Jim's 1971 BSA A65 Thunderbolt

Here is my 1971 BSA A65 Thunderbolt, completed over the course of 5 years with help from British Cycle and other resources. Last ran in 1980, had been crashed (bent forks) and needed nearly everything.

I stripped the frame and pianted it the notorious dove gray. But the other paint & chrome weren't terrible so I polished everything up and ride it as a survivor. As much as the OIF bikes were reviled in their day, it's a very well-designed bike. Engine work was done by E&V Engineering in Howard City, Michigan -- roller conversion, ported head & manifold, bored for JE angle-dome pistons, dynamic balance.

Runs smooth (for a BSA) and very strong. Add-on oil filter kit. Has all electronic ignition and regulator/rectifier, plus LED converson taillight. Mufflers are made by Stanley for a 1952 IH Cub tractor and are a bit too loud so I'm fabicating a pair of Brooklands-style silencers.

Hope for a COVID-free 2021 season so this 68-year-old Brit enthusiast can put some miles on this fine machine!

>>>> Click here to see a big picture of this bike [400 kb] <<<<

I have a long relationship with OIF BSAs, having owned a 1972 B50SS since 1974. The OIF 650s use the same brakes and virtually the same front end and electrics as the B50. Overall engine architecture is the same as well, so when a 650 presented itself I snapped it up despite its tragic run-til-it-quit condition, complete with bent forks and bodge-job repairs by the former owner.

With help from BCS and others, I performed a nuts-and-bolts rebuild on the bike. The folks at BCS are encylopedias of Britbike knowledge and could answer any question I had. I like the dove gray because nearly every other bike on the road has a black frame. It certainly highlights oil leaks! The bare frame weighs just 35 pounds and is very well designed, although the engineers left "only just enough" space in several places for assembly and to apply wrenches, so some operations require careful consideration and patience.

With electronic ignition, solid-state voltage regulator/rectifier and Amal Premier carburetor the rebuilt/hot-rodded motor fired up on the first kick -- I nearly fell off! -- and is a strong runner. Once I learned its particular starting procedure (very different from the B50) I find it starts easily, although unlike the B50 it is quite cold-blooded and must warm up for several minutes of careful riding until it runs properly.

As for the mufflers, I bought them at a farm-supply store for $17 each. The bike had useless shorty mufflers on rusted aftermarket exhaust pipes so I stripped off the chrome using an angle grinder with abrasive discs, and fabricated the rest from an old dinette set my neighbor threw out.
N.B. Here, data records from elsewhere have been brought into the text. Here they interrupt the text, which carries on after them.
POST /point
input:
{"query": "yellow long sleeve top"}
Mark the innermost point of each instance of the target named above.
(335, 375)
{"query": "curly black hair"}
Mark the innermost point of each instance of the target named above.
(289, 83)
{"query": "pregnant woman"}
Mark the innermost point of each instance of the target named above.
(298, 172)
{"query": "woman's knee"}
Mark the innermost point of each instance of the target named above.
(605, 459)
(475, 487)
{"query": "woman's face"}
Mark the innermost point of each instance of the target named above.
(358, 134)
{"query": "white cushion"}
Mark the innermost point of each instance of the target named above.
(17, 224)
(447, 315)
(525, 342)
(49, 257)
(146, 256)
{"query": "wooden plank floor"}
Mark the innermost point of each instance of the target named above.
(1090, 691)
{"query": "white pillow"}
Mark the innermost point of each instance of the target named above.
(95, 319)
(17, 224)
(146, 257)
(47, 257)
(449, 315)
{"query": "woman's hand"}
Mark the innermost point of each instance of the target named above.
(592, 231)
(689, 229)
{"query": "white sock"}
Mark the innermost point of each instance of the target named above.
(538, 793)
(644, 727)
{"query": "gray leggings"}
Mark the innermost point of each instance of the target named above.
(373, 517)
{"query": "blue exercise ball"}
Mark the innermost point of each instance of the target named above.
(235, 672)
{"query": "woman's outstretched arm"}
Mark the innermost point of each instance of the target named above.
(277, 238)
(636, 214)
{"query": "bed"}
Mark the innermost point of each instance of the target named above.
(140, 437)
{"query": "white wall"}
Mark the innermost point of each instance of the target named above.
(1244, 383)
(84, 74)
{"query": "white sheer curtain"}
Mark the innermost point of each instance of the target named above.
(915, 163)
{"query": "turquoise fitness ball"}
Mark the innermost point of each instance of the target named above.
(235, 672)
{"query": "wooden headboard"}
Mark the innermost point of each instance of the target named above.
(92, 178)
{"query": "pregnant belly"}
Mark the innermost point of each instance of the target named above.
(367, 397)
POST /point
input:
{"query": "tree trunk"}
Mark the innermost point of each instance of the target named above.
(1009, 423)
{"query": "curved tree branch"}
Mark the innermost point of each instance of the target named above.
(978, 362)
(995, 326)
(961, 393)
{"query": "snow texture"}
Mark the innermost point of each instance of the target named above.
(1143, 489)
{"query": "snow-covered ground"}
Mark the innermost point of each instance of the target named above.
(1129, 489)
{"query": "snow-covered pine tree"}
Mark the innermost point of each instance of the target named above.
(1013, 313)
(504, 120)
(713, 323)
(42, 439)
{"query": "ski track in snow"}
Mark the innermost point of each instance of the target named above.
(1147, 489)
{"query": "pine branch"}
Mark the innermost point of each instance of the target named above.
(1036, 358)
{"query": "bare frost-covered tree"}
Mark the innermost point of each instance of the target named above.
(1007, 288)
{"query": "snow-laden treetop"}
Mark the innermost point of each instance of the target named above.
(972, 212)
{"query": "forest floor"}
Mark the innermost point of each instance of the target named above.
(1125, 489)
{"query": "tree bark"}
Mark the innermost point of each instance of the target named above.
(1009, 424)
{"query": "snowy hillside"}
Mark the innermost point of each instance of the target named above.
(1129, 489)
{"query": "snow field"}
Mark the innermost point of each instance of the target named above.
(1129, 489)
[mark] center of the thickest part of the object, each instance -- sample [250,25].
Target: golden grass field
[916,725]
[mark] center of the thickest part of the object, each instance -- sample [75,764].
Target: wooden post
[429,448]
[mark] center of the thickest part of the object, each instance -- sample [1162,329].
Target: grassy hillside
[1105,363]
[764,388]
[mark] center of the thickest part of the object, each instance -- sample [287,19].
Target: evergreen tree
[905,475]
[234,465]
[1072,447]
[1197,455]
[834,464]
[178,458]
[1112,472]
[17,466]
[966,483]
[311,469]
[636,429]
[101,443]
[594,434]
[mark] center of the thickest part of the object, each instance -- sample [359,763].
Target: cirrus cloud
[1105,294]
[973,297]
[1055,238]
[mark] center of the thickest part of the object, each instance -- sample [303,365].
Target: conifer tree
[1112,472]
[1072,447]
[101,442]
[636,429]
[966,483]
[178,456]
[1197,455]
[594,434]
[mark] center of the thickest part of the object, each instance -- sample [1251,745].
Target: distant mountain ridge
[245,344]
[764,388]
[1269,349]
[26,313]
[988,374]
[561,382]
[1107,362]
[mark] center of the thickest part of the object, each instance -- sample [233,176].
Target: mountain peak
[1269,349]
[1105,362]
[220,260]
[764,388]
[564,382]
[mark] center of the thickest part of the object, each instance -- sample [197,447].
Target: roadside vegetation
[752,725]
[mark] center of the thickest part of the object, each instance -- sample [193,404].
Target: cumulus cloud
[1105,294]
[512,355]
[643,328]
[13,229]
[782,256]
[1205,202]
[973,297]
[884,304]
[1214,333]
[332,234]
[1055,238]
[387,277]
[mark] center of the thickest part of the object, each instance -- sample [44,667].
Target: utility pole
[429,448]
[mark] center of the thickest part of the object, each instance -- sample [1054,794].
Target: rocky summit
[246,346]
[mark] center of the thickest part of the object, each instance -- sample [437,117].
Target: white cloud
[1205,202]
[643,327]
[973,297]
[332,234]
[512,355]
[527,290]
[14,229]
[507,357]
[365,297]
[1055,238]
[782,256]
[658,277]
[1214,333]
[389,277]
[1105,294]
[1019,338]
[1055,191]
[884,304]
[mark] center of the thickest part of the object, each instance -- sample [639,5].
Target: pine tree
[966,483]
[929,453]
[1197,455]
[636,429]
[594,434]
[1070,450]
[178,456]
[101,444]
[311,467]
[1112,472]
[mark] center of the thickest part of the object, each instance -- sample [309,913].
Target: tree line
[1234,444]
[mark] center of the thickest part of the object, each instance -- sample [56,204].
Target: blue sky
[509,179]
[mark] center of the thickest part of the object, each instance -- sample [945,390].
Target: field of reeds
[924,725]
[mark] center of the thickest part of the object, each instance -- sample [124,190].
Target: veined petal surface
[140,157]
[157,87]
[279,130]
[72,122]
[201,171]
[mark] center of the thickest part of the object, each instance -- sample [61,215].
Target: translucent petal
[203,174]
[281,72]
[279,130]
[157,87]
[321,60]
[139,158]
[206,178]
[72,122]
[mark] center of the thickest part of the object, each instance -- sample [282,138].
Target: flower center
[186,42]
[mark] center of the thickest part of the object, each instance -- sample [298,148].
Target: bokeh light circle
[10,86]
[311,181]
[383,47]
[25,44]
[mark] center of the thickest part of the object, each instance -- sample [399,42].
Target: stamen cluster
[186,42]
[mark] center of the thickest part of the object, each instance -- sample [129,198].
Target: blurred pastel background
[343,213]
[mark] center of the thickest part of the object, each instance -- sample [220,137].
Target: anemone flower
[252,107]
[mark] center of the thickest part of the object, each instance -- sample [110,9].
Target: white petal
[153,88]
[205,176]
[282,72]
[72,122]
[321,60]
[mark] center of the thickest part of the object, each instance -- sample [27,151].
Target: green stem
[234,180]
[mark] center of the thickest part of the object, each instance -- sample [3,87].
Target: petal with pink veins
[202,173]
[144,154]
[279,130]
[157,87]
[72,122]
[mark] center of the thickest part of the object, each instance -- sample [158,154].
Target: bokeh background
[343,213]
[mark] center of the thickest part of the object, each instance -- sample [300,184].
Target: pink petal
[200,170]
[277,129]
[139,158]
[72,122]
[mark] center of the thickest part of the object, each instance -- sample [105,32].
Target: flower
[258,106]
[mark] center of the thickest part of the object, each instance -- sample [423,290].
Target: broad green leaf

Those exhaust tips are part of the dinette's legs. As the bare steel heats up and discolors, I rub it with steel wool and automatic-transmission fluid; over time this yields a fairly durable satin-black finish when the steel is allowed to rust between applications. I fabricated all clamps, mounts and hangers from hardware-store stock. This all saved me some $400 in exhaust costs.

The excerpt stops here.